You are right--_orare_ is an infinitive, and it makes no sense.  Even if it is passive, it means "you are being begged/pleaded/prayed," and none of those make any sense either.  So I doubt there was any punning intent.


----------



## Pietruzzo

lentulax said:


> It has often been claimed (though I don't know who first did so, or when) that this is a pun



Well, it's a pun because "o rare" can be read either in Latin or in English and with the same meaning.


----------



## lentulax

Pietruzzo said:


> Well, it's a pun because "o rare" can be read either in Latin or in English and with the same meaning.

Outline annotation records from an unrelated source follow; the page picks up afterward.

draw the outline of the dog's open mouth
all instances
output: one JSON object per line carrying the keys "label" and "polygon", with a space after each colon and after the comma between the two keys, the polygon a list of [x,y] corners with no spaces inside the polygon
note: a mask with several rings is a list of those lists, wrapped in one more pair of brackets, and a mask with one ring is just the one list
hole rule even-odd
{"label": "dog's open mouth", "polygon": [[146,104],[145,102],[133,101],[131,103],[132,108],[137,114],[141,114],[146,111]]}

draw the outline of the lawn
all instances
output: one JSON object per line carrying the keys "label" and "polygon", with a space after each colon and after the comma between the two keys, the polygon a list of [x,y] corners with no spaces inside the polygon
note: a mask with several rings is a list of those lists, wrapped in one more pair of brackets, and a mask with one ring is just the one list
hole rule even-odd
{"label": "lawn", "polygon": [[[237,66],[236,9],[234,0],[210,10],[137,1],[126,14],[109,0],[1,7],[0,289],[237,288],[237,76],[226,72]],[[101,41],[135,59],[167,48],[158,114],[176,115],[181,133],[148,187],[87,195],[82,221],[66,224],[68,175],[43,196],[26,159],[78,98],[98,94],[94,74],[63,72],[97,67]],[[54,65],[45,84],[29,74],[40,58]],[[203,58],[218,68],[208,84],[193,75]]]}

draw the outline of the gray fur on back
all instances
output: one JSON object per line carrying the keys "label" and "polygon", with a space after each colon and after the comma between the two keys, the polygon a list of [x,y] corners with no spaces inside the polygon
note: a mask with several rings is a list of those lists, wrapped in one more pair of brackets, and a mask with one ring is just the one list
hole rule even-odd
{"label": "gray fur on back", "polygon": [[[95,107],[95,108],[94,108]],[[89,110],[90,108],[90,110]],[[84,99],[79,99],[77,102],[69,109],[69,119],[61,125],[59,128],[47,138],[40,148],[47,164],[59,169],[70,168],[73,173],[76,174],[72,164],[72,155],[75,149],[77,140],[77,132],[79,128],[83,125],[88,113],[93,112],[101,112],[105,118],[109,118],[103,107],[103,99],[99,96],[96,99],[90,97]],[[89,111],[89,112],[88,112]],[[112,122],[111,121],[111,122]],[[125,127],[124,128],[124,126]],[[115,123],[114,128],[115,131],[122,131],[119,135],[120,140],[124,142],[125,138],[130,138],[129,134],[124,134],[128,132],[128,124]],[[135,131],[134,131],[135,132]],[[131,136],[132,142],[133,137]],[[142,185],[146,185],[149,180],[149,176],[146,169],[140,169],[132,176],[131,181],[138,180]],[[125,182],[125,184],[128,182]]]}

 ! You're maybe the first person to think of that - or the first to point it out publicly! I'm not sure it qualifies as a pun, though, at least according to stricter definitions; but you're certainly entitled to call it a play on words, though of a kind so rare that I don't know that there's a distinguishing word to identify it .
However, it's all grist to the mill ; one of the arguments for the o rare/orare pun is that people in those days were more familiar with Latin, and wouldn't have been able to help noticing that the letters made 'orare', understanding it to mean 'pray for' (and thus for me contradicting the notion of their competence in Latin); however, you make it clear that anyone whose familiarity with Latin led them to notice the Latin meanings where available of English words/phrases would , seeing 'O rare Ben Jonson',  have read 'O rare [vocative] Ben Jonson' in Latin , a sentence both grammatical and meaningful.


----------



## bearded

Pietruzzo said:


> "o rare" can be read either in Latin or in English and with the same meaning.


 Bravo!


----------



## Scholiast

Greetings all

It may be pertinent to remark here that Jonson had the benefit of a thorough education in Latin and Greek at Westminster School in London—unlike his older friend Shakespeare, whom he nonetheless honoured by declaring that he was comparable with the poetic and dramatic maestros of antiquity, despite having (to Jonson is owed the phrase) 'small Latine and lesse Greeke'.

Σ


----------